Herring files suit to block Trump’s Dirty Power Rule
Attorney General Mark Herring today joined a coalition of 22 states and seven local governments in announcing a lawsuit against the EPA over its Affordable Clean Energy – aka Dirty Power – rule, which allegedly violates the Clean Air Act and will have almost no impact on reversing climate change.
The Dirty Power Rule replaced the Clean Power Plan, the first-ever nationwide limits on existing fossil-fueled power plants, one of the largest sources of climate change pollution. The EPA’s rule rolls-back these limits and will have virtually no impact on these emissions, prolonging the nation’s reliance on polluting, expensive coal power plants and obstructing progress of states toward clean, renewable, and affordable electricity generation.
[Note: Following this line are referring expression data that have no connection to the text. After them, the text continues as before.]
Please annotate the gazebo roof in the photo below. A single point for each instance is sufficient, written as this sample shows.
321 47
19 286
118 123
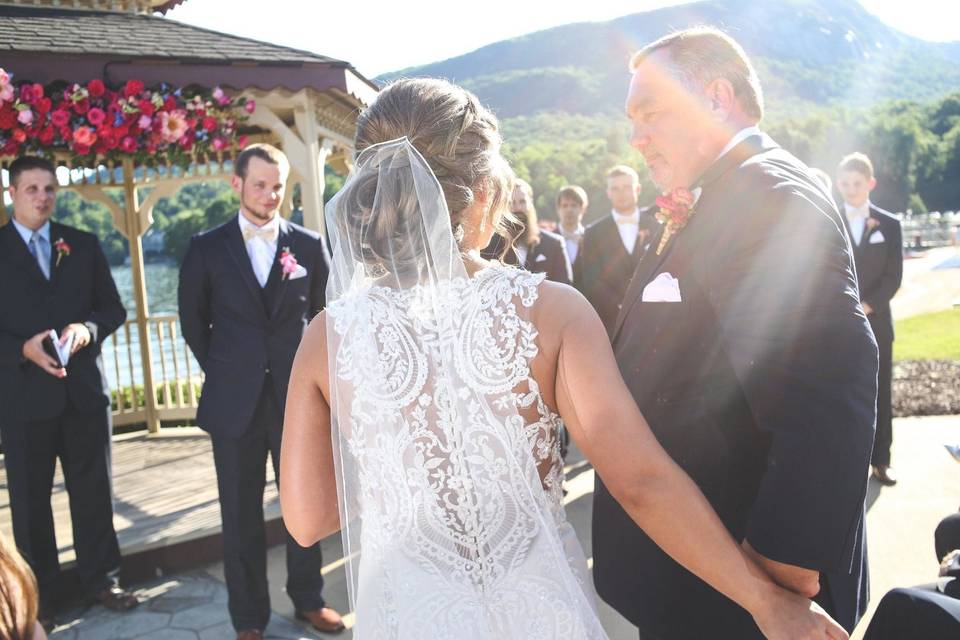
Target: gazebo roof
46 44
“The Trump Administration has made no attempts to even pretend like they are concerned about climate change in our country and this replacement of the Clean Power Plan makes that painfully obvious,” said Herring. “Virginia is particularly susceptible to the devastating effects of climate change and sea level rise, especially in Hampton Roads where the region is facing billions of dollars in infrastructure and coastal resiliency measures over the next few decades. I will continue to fight this new Dirty Power Rule and do everything I can to ensure that effective measures are put in place to cut down on pollution and reverse climate change in our country.”
The new Dirty Power Rule barely mentions climate change and does not recognize the dire threats it poses to people’s health, the economy, or the environment. Additionally, the rule does not comply with requirements included in the federal Clean Air Act that says limits on air pollutants must be based on the emissions reductions achievable through the “best system of emission reduction” or shifting from coal-fueled generation to a less carbon-intensive generation.
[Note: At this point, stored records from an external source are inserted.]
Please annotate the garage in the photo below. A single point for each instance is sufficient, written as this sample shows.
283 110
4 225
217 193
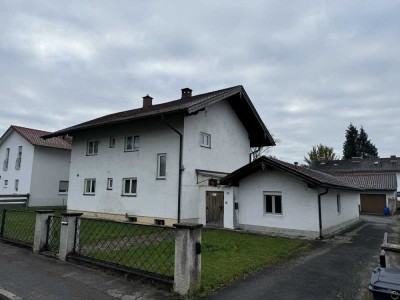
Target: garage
373 203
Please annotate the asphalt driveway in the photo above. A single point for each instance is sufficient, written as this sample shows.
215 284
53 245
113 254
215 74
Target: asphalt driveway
339 268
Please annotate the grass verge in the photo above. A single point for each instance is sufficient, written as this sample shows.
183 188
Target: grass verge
228 255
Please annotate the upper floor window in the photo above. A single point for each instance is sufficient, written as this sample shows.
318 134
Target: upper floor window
338 204
5 163
63 187
273 202
92 148
129 186
161 165
132 143
205 140
112 142
90 186
19 157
One of the most efficient and cost-effective “best systems” is a cap-and-trade program, that has proven to be a successful way to comply with the Clean Air Act requirements and reduce power plant emissions. The Dirty Power Rule prohibits states from participating in cap-and-trade programs, which means that the new rule is not in compliance with the Clean Air Act.
According to the Dirty Power Rule, the “best system” would be to upgrade equipment at coal power plants. This will reduce emissions by only 0.7 percent more by 2030 than if no rule existed, according to the EPA’s only analysis. The EPA also found that emissions of one or more of three pollutants – carbon dioxide (CO2), nitrogen oxides (NOx), and sulfur dioxide (SO2) – will increase in 18 states in 2030 compared to no Dirty Power Rule.